Thursday 9 June 2016

Please help design a NILM competition!

Cross posted from Jack Kelly's blog:

Has disaggregation accuracy improved since the 1980s? Which algorithms are most accurate for a given use-case? Which (if any) use-cases are well served by NILM already?

It's pretty much impossible to answer any of these questions with confidence (unless you only consider the tiny number of algorithms for which you have access to executable code). We can't directly compare published results across papers because, when testing the disaggregation accuracy of NILM algorithms, each paper uses different datasets, different metrics, different pre-processing, etc.

This means that we can't measure progress over time. Nor can we decide which NILM algorithms are most promising and which might be dead-ends.

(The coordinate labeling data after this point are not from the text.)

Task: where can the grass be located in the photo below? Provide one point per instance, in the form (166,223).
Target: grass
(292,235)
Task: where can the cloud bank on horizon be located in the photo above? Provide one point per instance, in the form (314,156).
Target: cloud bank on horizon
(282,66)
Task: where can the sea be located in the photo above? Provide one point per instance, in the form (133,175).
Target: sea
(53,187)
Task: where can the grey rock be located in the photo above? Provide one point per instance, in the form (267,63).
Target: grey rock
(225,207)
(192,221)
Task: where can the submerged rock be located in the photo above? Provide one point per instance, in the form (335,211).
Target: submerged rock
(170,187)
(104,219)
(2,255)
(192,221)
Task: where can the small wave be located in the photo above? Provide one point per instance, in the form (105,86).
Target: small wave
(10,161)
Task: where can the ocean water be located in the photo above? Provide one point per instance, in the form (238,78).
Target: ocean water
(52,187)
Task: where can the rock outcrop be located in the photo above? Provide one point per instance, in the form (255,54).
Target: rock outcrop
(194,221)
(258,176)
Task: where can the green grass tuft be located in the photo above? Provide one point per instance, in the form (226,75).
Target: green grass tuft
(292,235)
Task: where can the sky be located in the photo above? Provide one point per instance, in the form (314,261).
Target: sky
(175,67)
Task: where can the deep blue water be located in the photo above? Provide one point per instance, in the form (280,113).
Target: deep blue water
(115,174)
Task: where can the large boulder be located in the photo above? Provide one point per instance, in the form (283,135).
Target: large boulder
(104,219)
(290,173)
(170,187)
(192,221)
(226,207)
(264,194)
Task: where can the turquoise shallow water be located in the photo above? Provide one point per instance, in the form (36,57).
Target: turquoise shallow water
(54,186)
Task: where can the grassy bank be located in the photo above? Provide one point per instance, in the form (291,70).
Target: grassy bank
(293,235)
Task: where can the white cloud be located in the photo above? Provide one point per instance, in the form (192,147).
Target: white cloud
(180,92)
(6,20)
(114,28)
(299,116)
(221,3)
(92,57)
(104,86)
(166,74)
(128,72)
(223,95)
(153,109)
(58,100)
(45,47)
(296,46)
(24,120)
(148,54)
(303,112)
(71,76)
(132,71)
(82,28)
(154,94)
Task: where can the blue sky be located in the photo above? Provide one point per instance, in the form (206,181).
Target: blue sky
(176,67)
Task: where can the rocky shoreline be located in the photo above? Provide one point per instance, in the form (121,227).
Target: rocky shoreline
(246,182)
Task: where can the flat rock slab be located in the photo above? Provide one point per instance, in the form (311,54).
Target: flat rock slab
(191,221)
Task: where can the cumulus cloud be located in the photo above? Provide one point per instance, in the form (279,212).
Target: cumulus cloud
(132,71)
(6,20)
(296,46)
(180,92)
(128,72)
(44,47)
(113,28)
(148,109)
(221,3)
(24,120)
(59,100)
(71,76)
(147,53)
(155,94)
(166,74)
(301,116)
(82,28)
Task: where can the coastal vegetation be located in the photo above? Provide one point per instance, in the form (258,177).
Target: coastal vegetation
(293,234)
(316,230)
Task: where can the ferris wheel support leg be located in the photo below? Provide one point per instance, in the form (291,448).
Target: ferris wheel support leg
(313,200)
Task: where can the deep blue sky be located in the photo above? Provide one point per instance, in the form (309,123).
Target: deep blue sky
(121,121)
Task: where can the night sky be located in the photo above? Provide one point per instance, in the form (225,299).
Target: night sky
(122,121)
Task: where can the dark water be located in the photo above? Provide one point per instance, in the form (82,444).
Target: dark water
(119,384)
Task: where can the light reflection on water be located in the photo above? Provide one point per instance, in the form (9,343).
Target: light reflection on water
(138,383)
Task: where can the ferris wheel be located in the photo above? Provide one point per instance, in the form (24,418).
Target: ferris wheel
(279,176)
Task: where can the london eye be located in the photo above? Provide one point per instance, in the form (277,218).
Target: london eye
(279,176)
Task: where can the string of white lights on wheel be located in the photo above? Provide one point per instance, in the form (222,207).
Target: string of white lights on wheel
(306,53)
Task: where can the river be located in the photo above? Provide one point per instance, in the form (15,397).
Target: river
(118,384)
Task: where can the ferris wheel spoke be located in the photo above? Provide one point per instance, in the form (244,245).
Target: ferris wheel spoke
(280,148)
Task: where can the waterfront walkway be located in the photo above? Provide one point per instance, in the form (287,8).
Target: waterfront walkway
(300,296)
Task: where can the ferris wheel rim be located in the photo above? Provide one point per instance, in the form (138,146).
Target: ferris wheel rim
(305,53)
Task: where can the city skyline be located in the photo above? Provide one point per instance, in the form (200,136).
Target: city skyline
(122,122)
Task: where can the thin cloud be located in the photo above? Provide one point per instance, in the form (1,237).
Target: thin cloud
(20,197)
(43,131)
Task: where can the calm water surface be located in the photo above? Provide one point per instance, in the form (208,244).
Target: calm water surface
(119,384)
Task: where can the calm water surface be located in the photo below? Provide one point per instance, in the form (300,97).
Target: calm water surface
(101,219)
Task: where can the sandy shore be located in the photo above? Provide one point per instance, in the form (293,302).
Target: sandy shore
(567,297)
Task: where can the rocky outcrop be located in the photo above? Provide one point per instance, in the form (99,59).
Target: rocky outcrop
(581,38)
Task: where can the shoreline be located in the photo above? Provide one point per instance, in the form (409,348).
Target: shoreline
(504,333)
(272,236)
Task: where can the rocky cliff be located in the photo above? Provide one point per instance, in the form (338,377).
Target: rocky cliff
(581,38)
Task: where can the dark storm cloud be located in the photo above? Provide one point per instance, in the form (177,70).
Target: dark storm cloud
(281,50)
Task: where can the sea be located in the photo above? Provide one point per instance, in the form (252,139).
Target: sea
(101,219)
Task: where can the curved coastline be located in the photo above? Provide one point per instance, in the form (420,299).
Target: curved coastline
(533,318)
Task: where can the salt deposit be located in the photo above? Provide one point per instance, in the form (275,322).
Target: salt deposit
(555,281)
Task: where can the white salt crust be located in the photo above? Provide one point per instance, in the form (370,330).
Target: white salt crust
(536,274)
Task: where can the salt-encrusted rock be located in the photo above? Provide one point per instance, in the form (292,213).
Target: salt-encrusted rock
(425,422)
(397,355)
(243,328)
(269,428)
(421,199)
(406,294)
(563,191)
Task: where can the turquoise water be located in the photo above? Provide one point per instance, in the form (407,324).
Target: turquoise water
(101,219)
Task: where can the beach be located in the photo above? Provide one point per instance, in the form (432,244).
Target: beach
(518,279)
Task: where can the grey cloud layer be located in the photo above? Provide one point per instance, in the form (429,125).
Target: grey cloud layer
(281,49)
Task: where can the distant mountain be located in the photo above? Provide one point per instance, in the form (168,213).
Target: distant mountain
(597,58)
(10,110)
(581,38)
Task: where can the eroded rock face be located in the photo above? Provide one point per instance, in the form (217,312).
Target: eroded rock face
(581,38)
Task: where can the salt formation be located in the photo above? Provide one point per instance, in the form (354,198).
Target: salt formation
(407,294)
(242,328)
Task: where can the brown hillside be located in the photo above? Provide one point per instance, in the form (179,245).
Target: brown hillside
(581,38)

These are bad problems. Let's work towards fixing them.

Some other machine learning communities have had great success running yearly competitions. For example, the ImageNet "Large Scale Visual Recognition Challenge" has been running yearly since 2010. Some regard this competition as having played a crucial role in the recent dramatic increase in the accuracy of image classification algorithms.

The idea of running a NILM competition has been rumbling around for several years. But designing and implementing a NILM competition is hard. The community uses sample rates ranging from monthly to MHz. No single metric is informative for all use-cases. Collecting ground truth data (the power demand of individual appliances) is expensive and time-consuming.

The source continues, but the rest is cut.